On Sandro Magister’s blog this morning there’s a reply to
Antonio Livi's critique of Ratzinger, which I covered yesterday. Tellingly, the reply is by a lawyer–not a philosopher. Once again, the blog is in Italian:
Joseph Ratzinger teologo. Non “modernista” ma moderno: “Joseph Ratzinger, Theologian: Modern but not ‘Modernist’.” The lawyer/author starts by pronouncing himself “not convinced” by Livi, but then goes on to confirm exactly what Livi said: Ratzinger rejects Thomism, rejects the very notion of
praeambula fidei, and adopts instead a “modern”, i.e., Kantian, approach. In essence the lawyer is saying: It's true that Ratzinger is
not Thomist and
is Kantian--but (the lawyer simply asserts) that's just being "modern," (i.e., it's a
good thing), not "Modernist" (which, he presumably agrees, is a
bad thing, and is therefore to be denied). In fact, however, it's simple historical fact that Kantian thinking is the very basis of Modernism (cf. the links in yesterday's post, cited above). It's important to further note, however, that in attempting to make this case the lawyer quite mistakenly identifies modern science with a “methodological atheism.”
Now, it’s quite true that a scientist–insofar as he
is a scientist–need not be a metaphysician nor need he
explicitly hold any metaphysical principles in order to conduct scientific inqquiries. But by that very same token, there is nothing necessarily atheist about the scientific methodology insofar as it is scientific (as the history of science amply demonstrates).

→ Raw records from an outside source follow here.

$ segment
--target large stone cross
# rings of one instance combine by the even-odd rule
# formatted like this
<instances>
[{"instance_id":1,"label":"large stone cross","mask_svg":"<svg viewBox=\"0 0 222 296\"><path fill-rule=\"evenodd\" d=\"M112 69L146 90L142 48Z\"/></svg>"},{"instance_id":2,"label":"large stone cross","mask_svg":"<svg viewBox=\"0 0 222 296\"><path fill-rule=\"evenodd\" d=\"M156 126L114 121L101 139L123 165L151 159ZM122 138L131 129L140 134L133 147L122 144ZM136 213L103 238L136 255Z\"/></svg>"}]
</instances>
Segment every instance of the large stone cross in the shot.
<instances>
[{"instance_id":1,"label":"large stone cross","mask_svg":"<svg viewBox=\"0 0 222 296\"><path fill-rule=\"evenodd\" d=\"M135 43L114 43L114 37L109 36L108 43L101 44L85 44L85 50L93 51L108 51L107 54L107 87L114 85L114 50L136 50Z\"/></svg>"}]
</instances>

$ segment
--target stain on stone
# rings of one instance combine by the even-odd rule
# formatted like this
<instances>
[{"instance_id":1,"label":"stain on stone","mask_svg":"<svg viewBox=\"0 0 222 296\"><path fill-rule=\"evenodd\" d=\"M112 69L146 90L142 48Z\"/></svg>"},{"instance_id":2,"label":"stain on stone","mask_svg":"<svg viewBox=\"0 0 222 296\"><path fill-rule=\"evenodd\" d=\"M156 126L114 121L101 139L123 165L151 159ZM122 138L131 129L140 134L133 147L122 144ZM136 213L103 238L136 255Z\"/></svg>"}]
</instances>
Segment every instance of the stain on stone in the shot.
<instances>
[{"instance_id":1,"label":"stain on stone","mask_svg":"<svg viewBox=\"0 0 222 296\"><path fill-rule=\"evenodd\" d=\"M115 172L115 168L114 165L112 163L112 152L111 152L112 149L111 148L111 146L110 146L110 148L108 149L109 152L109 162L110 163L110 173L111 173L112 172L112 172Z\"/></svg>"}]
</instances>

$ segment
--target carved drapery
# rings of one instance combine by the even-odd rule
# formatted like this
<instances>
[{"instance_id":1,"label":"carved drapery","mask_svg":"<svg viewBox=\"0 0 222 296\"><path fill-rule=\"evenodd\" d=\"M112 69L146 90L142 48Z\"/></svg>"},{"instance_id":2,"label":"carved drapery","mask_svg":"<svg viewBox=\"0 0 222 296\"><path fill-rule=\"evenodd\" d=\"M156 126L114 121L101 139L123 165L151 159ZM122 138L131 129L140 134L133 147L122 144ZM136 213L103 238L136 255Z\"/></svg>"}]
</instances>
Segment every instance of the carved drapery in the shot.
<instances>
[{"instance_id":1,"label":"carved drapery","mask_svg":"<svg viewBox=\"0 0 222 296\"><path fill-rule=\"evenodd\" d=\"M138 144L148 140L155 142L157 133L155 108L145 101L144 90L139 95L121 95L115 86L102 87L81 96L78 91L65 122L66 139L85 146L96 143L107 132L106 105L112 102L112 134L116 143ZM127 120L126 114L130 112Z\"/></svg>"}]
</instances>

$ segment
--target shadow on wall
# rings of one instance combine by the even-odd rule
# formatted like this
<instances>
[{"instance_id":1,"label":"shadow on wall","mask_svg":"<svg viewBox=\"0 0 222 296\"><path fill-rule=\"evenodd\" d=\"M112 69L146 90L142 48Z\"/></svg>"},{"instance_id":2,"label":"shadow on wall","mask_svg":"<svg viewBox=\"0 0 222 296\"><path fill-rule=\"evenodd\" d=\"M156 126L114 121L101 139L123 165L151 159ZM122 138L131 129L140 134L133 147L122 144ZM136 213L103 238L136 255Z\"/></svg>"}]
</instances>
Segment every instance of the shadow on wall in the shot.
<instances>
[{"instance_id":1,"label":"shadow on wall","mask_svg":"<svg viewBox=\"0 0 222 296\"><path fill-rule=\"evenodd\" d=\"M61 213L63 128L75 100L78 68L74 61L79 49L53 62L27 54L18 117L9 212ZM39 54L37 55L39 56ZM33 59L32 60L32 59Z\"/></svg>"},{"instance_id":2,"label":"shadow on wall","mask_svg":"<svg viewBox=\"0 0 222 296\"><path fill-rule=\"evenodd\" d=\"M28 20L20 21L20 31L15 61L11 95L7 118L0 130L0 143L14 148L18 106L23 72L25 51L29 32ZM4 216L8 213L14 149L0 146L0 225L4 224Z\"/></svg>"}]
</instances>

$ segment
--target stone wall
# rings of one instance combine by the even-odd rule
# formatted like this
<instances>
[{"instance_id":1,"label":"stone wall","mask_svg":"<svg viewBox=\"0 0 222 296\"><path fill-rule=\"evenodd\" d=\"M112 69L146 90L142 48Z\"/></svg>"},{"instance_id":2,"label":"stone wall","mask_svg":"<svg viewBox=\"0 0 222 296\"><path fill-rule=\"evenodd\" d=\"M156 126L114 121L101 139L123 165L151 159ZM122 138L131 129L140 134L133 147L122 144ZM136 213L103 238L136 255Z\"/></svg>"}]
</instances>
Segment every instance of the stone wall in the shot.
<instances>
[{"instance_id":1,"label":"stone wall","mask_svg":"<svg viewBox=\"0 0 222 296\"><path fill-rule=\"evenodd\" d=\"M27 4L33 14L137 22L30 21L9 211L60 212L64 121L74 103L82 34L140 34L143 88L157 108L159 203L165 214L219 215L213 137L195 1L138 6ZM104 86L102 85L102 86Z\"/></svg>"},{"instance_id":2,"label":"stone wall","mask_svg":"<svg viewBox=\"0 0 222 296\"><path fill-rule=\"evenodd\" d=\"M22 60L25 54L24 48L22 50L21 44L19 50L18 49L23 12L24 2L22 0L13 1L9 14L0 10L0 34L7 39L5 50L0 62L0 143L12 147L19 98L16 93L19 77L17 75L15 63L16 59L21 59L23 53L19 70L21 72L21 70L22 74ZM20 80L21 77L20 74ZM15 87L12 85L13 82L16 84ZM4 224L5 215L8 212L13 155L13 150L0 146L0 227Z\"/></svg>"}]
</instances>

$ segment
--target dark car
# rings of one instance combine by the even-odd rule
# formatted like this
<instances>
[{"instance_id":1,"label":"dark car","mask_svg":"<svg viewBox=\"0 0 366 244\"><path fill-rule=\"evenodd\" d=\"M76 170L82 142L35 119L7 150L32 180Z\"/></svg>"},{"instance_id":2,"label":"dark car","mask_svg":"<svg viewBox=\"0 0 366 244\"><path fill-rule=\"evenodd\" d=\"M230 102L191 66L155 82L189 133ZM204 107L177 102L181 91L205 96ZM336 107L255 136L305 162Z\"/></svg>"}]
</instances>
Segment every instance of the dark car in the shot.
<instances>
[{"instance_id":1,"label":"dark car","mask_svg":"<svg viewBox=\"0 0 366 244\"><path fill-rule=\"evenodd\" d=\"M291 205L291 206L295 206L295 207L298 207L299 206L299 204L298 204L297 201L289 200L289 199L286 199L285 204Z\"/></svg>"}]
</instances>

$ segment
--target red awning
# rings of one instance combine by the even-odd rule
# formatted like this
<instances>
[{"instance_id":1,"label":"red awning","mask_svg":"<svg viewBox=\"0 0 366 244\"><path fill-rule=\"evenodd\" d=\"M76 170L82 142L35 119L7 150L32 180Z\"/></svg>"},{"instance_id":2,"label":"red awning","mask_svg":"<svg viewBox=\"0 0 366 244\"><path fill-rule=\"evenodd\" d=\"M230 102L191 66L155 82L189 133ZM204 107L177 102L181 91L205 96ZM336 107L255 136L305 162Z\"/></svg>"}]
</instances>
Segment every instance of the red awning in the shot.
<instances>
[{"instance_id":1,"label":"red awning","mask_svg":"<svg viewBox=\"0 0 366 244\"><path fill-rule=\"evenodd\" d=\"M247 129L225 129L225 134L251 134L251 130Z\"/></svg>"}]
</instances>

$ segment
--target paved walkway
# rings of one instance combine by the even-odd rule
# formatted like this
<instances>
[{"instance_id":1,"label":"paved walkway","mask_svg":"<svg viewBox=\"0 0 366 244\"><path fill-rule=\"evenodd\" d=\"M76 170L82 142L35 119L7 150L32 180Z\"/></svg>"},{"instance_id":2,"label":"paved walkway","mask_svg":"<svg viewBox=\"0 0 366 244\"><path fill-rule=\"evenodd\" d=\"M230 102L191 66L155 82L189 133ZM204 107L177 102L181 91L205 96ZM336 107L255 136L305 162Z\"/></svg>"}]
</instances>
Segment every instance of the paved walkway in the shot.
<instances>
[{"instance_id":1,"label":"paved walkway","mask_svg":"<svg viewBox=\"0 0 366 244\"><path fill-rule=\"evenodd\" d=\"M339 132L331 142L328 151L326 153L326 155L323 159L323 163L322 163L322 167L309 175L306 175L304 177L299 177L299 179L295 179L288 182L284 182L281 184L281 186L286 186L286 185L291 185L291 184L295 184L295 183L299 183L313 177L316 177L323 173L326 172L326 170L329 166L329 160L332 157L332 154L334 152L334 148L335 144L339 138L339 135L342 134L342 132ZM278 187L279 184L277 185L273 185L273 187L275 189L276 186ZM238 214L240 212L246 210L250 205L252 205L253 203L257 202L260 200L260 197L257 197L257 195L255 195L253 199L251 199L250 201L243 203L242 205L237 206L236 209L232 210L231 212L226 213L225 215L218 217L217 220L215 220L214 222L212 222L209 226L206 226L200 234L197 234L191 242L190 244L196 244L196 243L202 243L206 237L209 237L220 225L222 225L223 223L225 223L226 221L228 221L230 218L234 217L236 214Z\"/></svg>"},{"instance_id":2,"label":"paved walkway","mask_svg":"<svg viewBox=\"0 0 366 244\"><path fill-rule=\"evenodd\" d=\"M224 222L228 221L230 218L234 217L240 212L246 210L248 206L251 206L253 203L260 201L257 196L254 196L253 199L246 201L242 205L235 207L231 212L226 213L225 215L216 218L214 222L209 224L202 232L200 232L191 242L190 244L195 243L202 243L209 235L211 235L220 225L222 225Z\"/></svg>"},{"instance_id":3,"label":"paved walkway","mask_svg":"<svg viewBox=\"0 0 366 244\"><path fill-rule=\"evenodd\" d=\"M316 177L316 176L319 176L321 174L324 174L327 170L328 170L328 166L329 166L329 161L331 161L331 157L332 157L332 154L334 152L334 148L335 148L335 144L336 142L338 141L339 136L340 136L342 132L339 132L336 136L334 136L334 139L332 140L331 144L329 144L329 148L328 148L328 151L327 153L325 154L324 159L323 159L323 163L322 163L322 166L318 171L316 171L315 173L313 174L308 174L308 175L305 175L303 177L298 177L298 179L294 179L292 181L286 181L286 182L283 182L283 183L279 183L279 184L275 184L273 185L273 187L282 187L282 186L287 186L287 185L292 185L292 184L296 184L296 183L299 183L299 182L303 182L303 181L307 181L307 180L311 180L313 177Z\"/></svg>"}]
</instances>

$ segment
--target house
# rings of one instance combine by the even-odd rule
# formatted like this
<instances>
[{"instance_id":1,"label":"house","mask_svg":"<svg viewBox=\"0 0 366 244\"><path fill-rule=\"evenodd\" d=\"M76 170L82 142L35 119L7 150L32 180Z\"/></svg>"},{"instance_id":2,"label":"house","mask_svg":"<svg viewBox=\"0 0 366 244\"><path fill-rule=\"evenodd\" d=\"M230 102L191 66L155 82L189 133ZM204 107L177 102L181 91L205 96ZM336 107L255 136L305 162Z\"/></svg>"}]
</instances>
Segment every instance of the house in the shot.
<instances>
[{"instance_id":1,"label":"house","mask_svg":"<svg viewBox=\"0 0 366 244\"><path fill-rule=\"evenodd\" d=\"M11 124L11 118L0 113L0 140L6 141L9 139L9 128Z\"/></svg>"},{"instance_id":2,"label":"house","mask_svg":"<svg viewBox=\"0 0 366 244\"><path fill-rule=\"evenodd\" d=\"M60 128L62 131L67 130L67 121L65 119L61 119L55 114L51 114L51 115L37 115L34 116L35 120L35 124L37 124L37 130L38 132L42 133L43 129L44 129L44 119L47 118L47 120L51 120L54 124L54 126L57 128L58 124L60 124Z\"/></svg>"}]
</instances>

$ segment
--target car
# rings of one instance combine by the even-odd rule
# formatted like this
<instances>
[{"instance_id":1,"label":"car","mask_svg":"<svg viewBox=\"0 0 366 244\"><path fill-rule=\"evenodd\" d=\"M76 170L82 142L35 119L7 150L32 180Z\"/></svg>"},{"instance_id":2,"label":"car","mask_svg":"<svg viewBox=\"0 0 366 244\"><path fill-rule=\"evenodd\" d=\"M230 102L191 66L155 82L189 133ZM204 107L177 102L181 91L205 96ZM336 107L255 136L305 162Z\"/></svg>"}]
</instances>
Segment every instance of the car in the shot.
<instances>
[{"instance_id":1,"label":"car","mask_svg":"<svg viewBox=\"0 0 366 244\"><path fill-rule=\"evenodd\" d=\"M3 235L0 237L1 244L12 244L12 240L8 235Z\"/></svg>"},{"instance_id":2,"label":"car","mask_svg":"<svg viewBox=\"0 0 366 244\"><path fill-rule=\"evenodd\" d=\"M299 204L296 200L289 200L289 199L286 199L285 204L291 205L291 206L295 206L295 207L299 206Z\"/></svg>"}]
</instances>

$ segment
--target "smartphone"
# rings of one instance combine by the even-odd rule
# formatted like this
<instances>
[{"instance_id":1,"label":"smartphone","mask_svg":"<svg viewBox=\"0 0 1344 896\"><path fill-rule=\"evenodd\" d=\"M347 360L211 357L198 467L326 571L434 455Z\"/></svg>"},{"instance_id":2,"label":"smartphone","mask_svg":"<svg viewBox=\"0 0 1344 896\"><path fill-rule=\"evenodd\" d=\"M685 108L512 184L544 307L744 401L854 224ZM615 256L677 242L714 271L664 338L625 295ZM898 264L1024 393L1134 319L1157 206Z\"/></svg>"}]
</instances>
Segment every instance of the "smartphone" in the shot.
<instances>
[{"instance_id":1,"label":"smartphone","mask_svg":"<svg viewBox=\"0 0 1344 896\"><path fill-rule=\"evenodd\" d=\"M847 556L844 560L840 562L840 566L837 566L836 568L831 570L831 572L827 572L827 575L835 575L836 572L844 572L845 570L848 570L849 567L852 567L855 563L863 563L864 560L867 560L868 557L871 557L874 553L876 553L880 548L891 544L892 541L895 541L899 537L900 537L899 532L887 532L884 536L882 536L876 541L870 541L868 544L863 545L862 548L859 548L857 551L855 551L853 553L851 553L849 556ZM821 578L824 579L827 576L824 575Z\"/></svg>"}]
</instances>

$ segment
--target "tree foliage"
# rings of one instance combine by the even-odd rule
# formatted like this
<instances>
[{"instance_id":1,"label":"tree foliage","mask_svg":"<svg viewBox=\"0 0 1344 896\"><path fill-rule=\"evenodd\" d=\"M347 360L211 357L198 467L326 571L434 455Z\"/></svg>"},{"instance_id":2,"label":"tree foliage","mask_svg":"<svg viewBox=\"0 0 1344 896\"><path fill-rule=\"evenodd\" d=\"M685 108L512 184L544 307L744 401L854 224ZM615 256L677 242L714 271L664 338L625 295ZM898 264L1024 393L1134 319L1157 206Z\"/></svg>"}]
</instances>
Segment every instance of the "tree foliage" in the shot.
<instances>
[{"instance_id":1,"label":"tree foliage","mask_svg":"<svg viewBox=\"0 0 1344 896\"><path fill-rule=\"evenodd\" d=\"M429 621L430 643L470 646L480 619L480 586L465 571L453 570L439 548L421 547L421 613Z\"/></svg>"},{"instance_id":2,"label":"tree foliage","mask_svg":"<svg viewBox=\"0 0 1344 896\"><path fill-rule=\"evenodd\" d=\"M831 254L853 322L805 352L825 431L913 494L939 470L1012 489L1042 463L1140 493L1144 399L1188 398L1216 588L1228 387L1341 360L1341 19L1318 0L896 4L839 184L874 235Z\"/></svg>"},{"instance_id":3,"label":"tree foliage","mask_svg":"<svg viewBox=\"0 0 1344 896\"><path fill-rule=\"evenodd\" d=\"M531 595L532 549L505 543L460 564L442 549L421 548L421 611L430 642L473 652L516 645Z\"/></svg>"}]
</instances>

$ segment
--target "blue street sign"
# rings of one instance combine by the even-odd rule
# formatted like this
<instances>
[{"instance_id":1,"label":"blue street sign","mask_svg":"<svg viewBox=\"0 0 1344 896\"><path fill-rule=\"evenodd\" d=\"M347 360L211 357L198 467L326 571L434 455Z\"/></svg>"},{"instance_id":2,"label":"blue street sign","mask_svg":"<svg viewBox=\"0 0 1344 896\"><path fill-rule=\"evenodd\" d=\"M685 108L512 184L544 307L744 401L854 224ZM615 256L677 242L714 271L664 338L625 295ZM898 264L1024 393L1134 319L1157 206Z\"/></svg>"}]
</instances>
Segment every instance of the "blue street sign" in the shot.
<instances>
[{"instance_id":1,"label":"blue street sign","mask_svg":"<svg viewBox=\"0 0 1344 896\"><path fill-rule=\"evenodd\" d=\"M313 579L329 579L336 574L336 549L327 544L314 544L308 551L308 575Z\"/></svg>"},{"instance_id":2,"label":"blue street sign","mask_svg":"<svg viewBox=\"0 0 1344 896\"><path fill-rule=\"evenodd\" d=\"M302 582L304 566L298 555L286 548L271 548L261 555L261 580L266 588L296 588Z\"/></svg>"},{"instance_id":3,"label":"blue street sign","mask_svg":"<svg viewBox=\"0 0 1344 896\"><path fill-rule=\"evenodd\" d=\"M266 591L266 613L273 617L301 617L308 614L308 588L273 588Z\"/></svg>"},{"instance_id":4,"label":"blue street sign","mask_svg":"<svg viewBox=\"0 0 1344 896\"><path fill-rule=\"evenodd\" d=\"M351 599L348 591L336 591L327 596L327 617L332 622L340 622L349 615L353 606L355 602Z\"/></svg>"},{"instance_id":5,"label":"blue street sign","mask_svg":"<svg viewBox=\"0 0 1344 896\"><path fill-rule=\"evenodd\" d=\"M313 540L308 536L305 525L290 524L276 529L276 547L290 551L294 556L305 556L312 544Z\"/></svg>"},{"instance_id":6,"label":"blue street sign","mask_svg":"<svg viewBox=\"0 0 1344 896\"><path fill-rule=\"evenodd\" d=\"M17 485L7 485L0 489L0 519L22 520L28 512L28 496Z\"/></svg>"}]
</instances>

It may be fair to call the scientific method “agnostic”, but even so it is not
methodologically or consciously agnostic any more than it is methodologically atheist. Which is to say, a scientist can engage in valid science as a theist, an atheist, or an agnostic simply because such considerations don’t affect his methodology in practice–although the scientific methodology very arguably arose from theistic principles (cf. the work of
Stanley Jaki).
What Ratzinger does, and the lawyer is quite explicit about this, is to accept this supposedly methodological atheism of modern science (or, more properly, its “agnosticism”)
as controlling for philosophy. IOW, he accepts that "science" in the modern sense of the word is the only truly valid form of human knowledge, and he insists that the man of faith must bow to the scientific method as exclusively valid in all areas of human inquiry. Therefore, in Ratzinger’s view, belief that there is a cause for the existence of all that exists, which we call God, is and can
only be an hypothesis. It cannot be a certainty because it is not subject to experimental verification, which Ratzinger implicitly accepts as the only valid form of “modern” knowledge. In this Ratzinger is both very modern and very Modernist, exactly as Livi says. (Parenthetically, it's worth noting that these views are at the bottom of Ratzinger's extreme--and frequently expressed--skepticism regarding the validity of historical critical study of both Scripture as well as history more generally, and it amply explains his preference for subjective, allegorical approaches to Scripture.)